The use of liquid air could increase UK energy security, cut greenhouse gas emissions, and create a storage industry worth at least £1bn pa and 22,000 jobs, the report found.

The news comes as the report is officially launched today at the Liquid Air Energy Conference in London, UK.

Published by the Centre for Low Carbon Futures (CLCF), the report concludes that liquid air technologies could also significantly increase the efficiency of road vehicles, particularly in Britain’s fleets of buses, vans and refrigerated lorries.

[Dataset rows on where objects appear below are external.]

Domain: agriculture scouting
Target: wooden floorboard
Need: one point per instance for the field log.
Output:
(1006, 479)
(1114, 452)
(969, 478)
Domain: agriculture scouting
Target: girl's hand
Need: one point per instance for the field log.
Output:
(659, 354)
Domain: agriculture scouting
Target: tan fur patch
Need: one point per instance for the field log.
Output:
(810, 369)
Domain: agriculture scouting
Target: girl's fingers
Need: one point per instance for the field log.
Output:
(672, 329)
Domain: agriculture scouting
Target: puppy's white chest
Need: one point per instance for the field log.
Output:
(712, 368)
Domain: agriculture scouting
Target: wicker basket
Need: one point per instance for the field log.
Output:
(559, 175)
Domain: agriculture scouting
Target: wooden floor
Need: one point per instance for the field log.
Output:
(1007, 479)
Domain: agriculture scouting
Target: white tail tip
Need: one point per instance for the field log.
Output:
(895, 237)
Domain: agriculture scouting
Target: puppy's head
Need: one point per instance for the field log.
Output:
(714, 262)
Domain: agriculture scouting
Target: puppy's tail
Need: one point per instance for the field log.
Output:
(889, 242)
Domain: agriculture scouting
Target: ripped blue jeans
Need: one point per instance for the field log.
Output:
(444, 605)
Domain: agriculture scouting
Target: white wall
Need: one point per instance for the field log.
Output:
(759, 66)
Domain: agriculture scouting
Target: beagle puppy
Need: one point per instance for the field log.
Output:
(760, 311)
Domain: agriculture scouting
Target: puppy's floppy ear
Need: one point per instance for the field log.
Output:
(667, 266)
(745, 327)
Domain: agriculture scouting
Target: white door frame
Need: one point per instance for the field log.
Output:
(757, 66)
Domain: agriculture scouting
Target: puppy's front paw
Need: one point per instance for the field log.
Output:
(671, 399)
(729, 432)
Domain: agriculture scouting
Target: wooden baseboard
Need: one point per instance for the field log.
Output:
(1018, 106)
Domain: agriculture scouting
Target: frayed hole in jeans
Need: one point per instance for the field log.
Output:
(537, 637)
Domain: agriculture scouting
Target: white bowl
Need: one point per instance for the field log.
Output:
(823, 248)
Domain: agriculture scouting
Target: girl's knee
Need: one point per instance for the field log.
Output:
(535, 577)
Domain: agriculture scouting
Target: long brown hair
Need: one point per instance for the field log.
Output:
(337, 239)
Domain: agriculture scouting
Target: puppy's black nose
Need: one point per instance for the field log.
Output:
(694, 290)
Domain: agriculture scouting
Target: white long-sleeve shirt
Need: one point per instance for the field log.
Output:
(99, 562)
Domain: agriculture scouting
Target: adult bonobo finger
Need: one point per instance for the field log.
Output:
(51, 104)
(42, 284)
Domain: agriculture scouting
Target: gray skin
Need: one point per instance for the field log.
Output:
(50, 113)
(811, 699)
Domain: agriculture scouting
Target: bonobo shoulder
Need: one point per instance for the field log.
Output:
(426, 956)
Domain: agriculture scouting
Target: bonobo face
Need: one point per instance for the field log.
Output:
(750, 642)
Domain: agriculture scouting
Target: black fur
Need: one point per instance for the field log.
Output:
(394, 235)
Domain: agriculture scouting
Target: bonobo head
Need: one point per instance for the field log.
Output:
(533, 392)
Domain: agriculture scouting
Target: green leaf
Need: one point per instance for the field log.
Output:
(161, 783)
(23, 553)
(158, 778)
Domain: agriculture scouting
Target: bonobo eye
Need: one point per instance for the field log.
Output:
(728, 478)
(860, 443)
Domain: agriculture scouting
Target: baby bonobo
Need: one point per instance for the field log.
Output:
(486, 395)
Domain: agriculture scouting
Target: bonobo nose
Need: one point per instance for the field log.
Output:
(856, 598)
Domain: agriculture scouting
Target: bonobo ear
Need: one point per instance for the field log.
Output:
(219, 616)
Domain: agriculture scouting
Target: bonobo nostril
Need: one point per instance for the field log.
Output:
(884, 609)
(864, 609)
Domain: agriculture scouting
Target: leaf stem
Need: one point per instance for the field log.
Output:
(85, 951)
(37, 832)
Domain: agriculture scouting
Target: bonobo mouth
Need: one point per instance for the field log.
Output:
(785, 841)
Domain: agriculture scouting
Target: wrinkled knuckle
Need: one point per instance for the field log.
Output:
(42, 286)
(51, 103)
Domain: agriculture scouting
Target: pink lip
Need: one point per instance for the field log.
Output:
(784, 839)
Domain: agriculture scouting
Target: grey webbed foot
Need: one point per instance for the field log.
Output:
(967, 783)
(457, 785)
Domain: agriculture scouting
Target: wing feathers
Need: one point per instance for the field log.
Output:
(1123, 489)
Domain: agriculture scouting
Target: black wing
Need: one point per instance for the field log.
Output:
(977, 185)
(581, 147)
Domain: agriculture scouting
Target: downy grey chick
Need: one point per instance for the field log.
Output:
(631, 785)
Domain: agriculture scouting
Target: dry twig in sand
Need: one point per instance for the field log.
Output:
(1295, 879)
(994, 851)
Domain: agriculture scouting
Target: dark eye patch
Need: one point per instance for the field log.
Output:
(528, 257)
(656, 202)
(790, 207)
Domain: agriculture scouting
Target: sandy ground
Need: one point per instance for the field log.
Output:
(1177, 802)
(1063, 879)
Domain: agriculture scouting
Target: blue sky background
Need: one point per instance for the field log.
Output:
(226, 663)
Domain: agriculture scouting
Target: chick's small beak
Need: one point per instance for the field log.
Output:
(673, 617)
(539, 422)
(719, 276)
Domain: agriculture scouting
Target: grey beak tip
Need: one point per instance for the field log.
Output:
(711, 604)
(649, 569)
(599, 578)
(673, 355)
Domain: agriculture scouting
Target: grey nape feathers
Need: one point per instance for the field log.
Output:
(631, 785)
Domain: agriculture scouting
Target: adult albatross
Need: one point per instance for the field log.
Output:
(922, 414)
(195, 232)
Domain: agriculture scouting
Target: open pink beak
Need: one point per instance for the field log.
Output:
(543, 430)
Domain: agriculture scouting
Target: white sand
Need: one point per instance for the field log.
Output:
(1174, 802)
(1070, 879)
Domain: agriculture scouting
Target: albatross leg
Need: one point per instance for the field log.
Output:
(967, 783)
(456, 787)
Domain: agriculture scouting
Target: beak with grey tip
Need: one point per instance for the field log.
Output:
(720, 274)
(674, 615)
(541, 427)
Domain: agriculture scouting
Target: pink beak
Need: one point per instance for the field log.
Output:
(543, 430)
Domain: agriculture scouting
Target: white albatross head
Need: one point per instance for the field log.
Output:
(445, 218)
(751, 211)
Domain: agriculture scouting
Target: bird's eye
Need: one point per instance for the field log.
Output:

Liquid Air is a pioneering solution to the problem of energy storage, which captures ‘wrong time’ energy – such as excess renewable energy produced at night when there is too little demand – and storing it to provide peak time electricity and/or low carbon transport fuel. It can be used in proven grid-scale energy storage systems (Highview Power Storage has been running a pilot plant hosted by SSE in Slough for two years) and a number of novel engine designs.

The Dearman Engine is a piston engine that runs on liquid air, with a commercial demonstration engine is currently being built with Ricardo. Meanwhile, the Ricardo split-cycle engine is a highly efficient diesel design that uses liquid nitrogen to capture heat from its own exhaust. Liquid air technologies require no rare or expensive materials such as lithium or platinum.

“Solving Britain’s energy crisis requires better ways to store the power of the wind and the sun at large-scale without relying on scarce natural resources, and liquid air provides a missing piece of that puzzle”

Professor Richard Williams, OBE

“Solving Britain’s energy crisis requires better ways to store the power of the wind and the sun at large-scale without relying on scarce natural resources, and liquid air provides a missing piece of that puzzle,” said Professor Richard Williams OBE, Pro-Vice Chancellor University of Birmingham, who led the report for CLCF.

But Williams added, “We have an opportunity, and growing need, to scale-up our investment in technologies that will ensure the energy from renewables is not wasted, and the opportunities for the UK industrial sector are not lost. The Government is investing to give academic and business communities the chance to lead the world and develop new technologies and industries that can benefit the UK.”

“Liquid air should be part of that effort; as the CLCF report published today shows its a prime example of a technology that has the potential to deliver a more efficient energy system and bring the benefits of green growth to the UK.”

Williams is currently opening the Liquid Air Energy Conference and encouraged, “Through our report, this conference today, we invite policy makers, the research community and private sector to consider our recommendations, join in the evidence gathering and debate, and build on the work already underway.”